Completed creating Engine
Elapsed: 40.106 sec
[[2.5950394 2.5950394 2.5950394 2.0784717 2.0784717 0. 0.
0. 0. 0. 0. ]
[2.5950394 2.5950394 2.5950394 2.0784717 2.0784717 0. 0.
0. 0. 0. 0. ]
[2.5950394 2.5950394 2.5950394 2.0784717 2.0784717 0. 0.
0. 0. 0. 0. ]
[2.0784717 2.0784717 2.0784717 2.0784717 2.0784717 0. 0.
0. 0. 0. 0. ]
[2.0784717 2.0784717 2.0784717 2.0784717 2.0784717 0. 0.
0. 0. 0. 0. ]
[0. 0. 0. 0. 0. 0. 0.
0. 0. 0. 0. ]]
As you can see the outputs are completely different, One more strange behaviour I noticed is, Tensorrt engine almost gives same output for different input images. Please help in giving any pointers or help me debug the issue.
Hi,
Request you to share the ONNX model and the script if not shared already so that we can assist you better.
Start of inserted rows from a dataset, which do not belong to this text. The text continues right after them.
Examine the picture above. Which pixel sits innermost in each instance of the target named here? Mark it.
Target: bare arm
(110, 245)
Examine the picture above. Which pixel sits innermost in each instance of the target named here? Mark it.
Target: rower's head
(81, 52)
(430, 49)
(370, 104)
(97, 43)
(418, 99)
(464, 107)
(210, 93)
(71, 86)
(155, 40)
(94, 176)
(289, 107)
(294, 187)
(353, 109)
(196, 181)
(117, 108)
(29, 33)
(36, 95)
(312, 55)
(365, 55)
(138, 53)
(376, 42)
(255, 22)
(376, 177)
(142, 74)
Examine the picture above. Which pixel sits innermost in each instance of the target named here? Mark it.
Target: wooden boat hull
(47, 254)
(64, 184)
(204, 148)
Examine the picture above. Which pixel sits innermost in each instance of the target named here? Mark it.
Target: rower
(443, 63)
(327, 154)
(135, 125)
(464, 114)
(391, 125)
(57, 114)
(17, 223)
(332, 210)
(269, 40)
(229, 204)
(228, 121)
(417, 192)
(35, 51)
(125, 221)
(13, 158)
Alongside you can try few things:
validating your model with the below snippet
check_model.py
import sys
import onnx
filename = yourONNXmodel
model = onnx.load(filename)
onnx.checker.check_model(model).
2) Try running your model with trtexec command. https://github.com/NVIDIA/TensorRT/tree/master/samples/opensource/trtexec
In case you are still facing issue, request you to share the trtexec “”–verbose"" log for further debugging
Thanks!
In our suggestion it’s to not expected to have such high level of matching against ONNX-Runtime or any two implementations of a DL model - whether on CPU, GPU, or a mix.
TensorRT provides no way to achieve this.
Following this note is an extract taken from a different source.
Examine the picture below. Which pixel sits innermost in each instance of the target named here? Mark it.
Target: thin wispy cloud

DL networks are typically robust against changes in the order of FP operations.
But please do let me know if that impacting the accuracy in your case.
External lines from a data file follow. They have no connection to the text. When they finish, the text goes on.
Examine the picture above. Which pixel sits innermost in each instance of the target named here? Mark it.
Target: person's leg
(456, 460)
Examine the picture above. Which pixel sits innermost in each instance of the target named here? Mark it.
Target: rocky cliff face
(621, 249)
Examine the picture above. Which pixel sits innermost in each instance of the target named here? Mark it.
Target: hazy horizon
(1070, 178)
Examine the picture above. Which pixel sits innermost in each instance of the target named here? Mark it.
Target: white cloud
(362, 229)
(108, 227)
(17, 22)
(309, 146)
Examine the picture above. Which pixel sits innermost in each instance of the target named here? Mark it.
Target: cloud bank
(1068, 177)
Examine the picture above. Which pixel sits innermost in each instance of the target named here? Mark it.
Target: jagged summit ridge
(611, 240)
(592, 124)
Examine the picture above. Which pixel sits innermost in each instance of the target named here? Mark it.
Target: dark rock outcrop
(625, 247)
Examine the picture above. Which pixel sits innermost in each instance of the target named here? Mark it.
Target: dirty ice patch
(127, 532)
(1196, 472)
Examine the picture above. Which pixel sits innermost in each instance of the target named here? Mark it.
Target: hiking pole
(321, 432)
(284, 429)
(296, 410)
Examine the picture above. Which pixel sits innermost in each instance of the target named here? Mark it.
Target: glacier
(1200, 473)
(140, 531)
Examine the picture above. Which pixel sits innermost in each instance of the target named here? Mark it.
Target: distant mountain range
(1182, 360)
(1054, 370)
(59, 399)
Indeed I had ported multiple DL models to Tensorrt but this is the first time I am encountering this kind of issue,
Yes, this not only impacts the accuracy but for any image input I am getting similar output i.,e the post-processing result is the same.
Thanks
I tried the latest ngc container nvcr.io/nvidia/tensorrt:21.09-py3 which has tensorrt==8.0.3.0
It gives th same output, moreover after first inference I see this output Segmentation fault (core dumped)
Hi @spolisetty,
I tried running the same ONNX model via Tensorrt 8.2
As I mentioned in the previous replies, there is no error but the output is not as I expected.
Warning: Encountered known unsupported method torch.ge
Warning: Encountered known unsupported method torch.Tensor.float
Warning: Encountered known unsupported method torch.ge
Warning: Encountered known unsupported method torch.Tensor.float
Warning: Encountered known unsupported method torch.ge
Warning: Encountered known unsupported method torch.Tensor.float
Warning: Encountered known unsupported method torch.ge
Warning: Encountered known unsupported method torch.Tensor.float
Warning: Encountered known unsupported method torch.ge
Warning: Encountered known unsupported method torch.Tensor.float
Warning: Encountered known unsupported method torch.ge
Warning: Encountered known unsupported method torch.Tensor.float
Warning: Encountered known unsupported method torch.ge
Warning: Encountered known unsupported method torch.Tensor.float
Warning: Encountered known unsupported method torch.ge
Warning: Encountered known unsupported method torch.Tensor.float
Warning: Encountered known unsupported method torch.ge
Warning: Encountered known unsupported method torch.Tensor.float
It seems like tensorrt is having difficulty in converting these methods, as per the docs we can overcome these by writing a converter to override unsupported methods.
We have a similar known issue. I believe its fixed in TensorRT version 8.2 GA update 1. Its released recently.
We request you to please verify one last time on the above version. If you still face this issue, please let us know, this will be fixed in future releases.
Got similar issue and I tried all the above. When inferencing trough detectoron 2 transformers for panoptic segmentation, converted in a tensorrt serialized plan, everything works fine until output generation. it is different from the onnx output and changing input doesn’t affect the output that remains the same.